Le secrétaire général s'est ensuite déclaré « profondément inquiet » de nouveaux projets israéliens de construction de logements en Cisjordanie : « Ces initiatives provocatrices ne peuvent que faire monter encore la tension et nuire à toute perspective de règlement politique ». Et Ban a souligné : « Pour faire des progrès vers la paix il faut un gel de l'entreprise de colonisation. La poursuite des implantations est un affront fait à la population palestinienne et à la communauté internationale et soulève des questions fondamentales sur l'engagement d'Israël envers une solution à deux Etats. Les parties doivent agir, et agir immédiatement, pour éviter que la solution à deux Etats ne disparaisse pour toujours. Mettre en œuvre cette vision – deux Etats vivant côte à côte dans la paix et la sécurité - offre le seul moyen à Israël de conserver à la fois sa majorité juive et son statut démocratique. Alors que l'ensemble du Moyen-Orient continue d'être en proie à une vague incessante de terreur extrémiste, Israéliens et Palestiniens ont l'occasion de redonner espoir à une région déchirée par l'intolérance et la cruauté. Je leur demande instamment d'accepter ce défi historique ».

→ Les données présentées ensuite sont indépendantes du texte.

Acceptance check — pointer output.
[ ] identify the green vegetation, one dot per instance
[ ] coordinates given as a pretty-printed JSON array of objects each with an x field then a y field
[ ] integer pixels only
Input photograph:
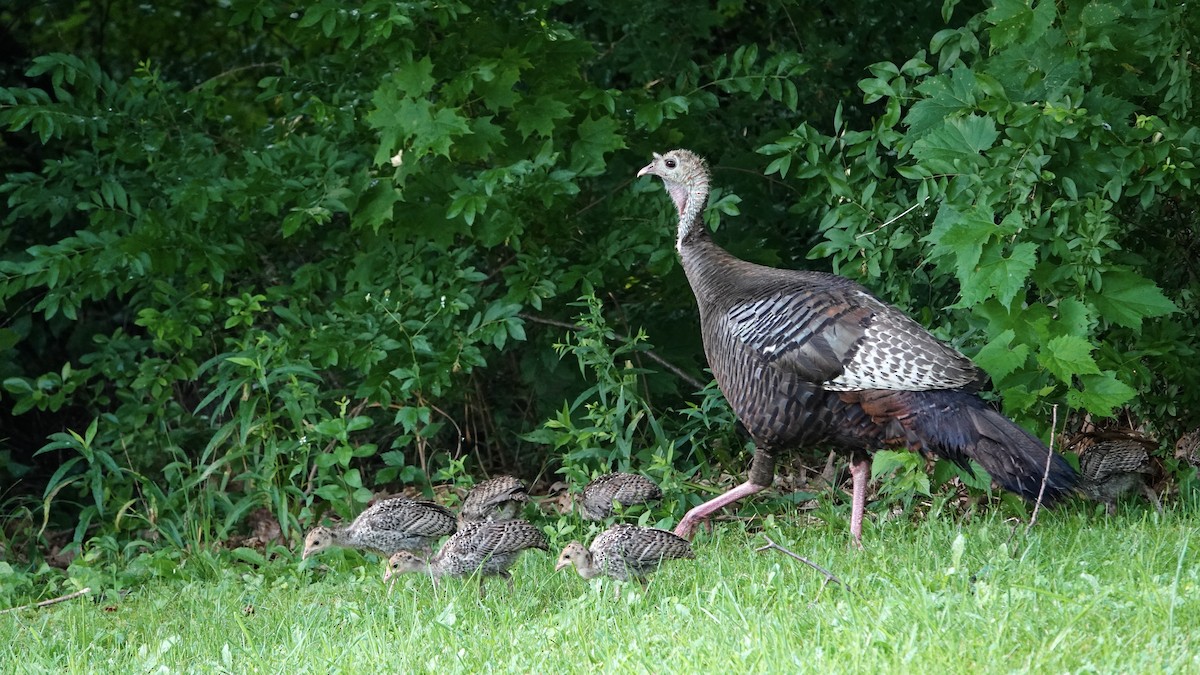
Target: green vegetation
[
  {"x": 1081, "y": 592},
  {"x": 257, "y": 258}
]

Ban n’a pas oublié les réalités palestino-palestiniennes : « Je continue à penser que les conditions à Gaza posent une menace grave pour la paix et la sécurité sur le long terme dans la région ».

Ce texte n’est pas un exploit, mais le service minimum du rappel des réalités, et il faut prendre cinq minutes pour rappeler les responsabilités vis-à-vis du peuple palestinien.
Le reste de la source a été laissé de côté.